Maar toch, die demonstraties hadden effect. Achtereenvolgende kabinetten reduceerden de nucleaire taken die Nederland in NAVO-verband op zich had genomen. Uiteindelijk zou alleen de Koninklijke Luchtmacht een dergelijke taak behouden: F-16’s stonden klaar om als het erop aankwam een Amerikaanse tactische of strategische atoombom te droppen op een vijandelijk doel. Tegenwoordig is dat een klusje voor de F-35.
Vijf andere kernwapentaken werden afgeschaft, waaronder de nucleaire luchtverdediging. De luchtmacht beschikte sinds eind jaren vijftig over Nike-raketten met een conventionele lading en Nike-raketten met een atoomlading. Die Nikes stonden opgesteld in Duitsland en de batterijen werden mede bemand door vele honderden Nederlandse dienstplichtigen. Het idee was dat de Nikes een Sovjet-Russische luchtaanval konden keren door hoog in de lucht een kernkop tot ontploffing te brengen om in één klap een zwerm Sovjet-Russische bommenwerpers uit te schakelen.
Het kabinet-Lubbers schafte de nucleaire Nikes af en besloot tot de aanschaf van de Phased Array Tracking Radar to Intercept On Target. Vrij vertaald: Gefaseerde Reeks Radar Opsporingen om Doelen te Onderscheppen. Lof en hulde voor wie die naam bedacht, want de afkorting werd PATRIOT en dat getuigt van Amerikaanse vaderlandsliefde.

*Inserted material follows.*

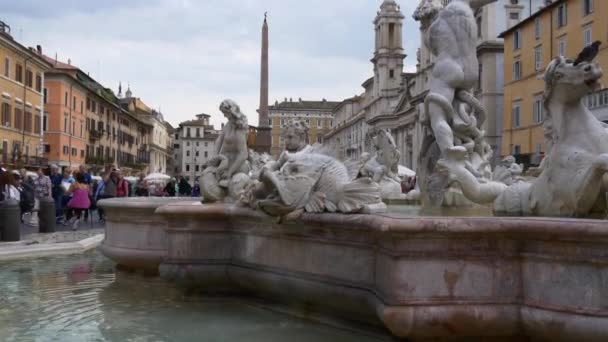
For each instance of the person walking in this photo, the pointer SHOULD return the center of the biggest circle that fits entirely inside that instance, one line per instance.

Patriots pasten perfect in tijdgeest
In 1984 werd het koopcontract met de Amerikanen getekend door staatssecretaris Jan van Houwelingen van Defensie, een man uit de gereformeerde linkervleugel van het CDA die als Kamerlid zijn afkeer van atoomwapens niet onder stoelen of banken had gestoken. De Patriots hadden een conventionele, dus niet-nucleaire lading, maar waren trefzeker in het afweren van vijandelijke kernraketten of vliegtuigen met een atoombom aan boord.

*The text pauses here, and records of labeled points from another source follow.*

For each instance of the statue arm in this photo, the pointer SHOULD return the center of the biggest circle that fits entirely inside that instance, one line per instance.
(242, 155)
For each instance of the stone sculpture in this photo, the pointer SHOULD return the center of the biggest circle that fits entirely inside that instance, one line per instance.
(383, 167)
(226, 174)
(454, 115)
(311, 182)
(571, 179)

Ze pasten perfect in de tijdgeest: het vredelievende Nederland zou slechts verdedigen en de Russen bij voorbaat duidelijk maken dat aanvallen geen zin had. De aanschaf van de eerste vier Patriot-batterijen (inclusief twintig lanceerinrichtingen en 160 raketten) bij fabrikant Raytheon in Californië kostte het destijds waanzinnige bedrag van een miljard gulden (450 miljoen euro). Maar Nederland zou er nooit spijt van krijgen. In 1987 kreeg de Koninklijke Luchtmacht de eerste Patriots geleverd. In 1991 werden ze met algehele instemming ingezet in Israël en Turkije.
Saddam succesvol weerhouden van escalatie
In de vier daaropvolgende decennia zou dit patroon zich telkens herhalen. Was ergens stront aan de knikker, dan speelde Nederland met de Patriots een belangrijke rol: escalatierisico’s wegnemen met het sublieme verdedigende wapen. De eerste keer was dat tijdens de Golfoorlog van 1991. De Iraakse dictator Saddam Hoessein had Koeweit overvallen en een geallieerde strijdmacht schopte hem eruit. Saddam schoot uit wraak Scud-raketten af op Israël. De Israëlische regering vroeg het kabinet-Lubbers IV aanvankelijk om Patriots zónder het bijbehorende personeel. Maar het kabinet leende die dure spullen niet zomaar uit. De Patriots mochten naar Israël, maar wel met de eigen Nederlandse militairen.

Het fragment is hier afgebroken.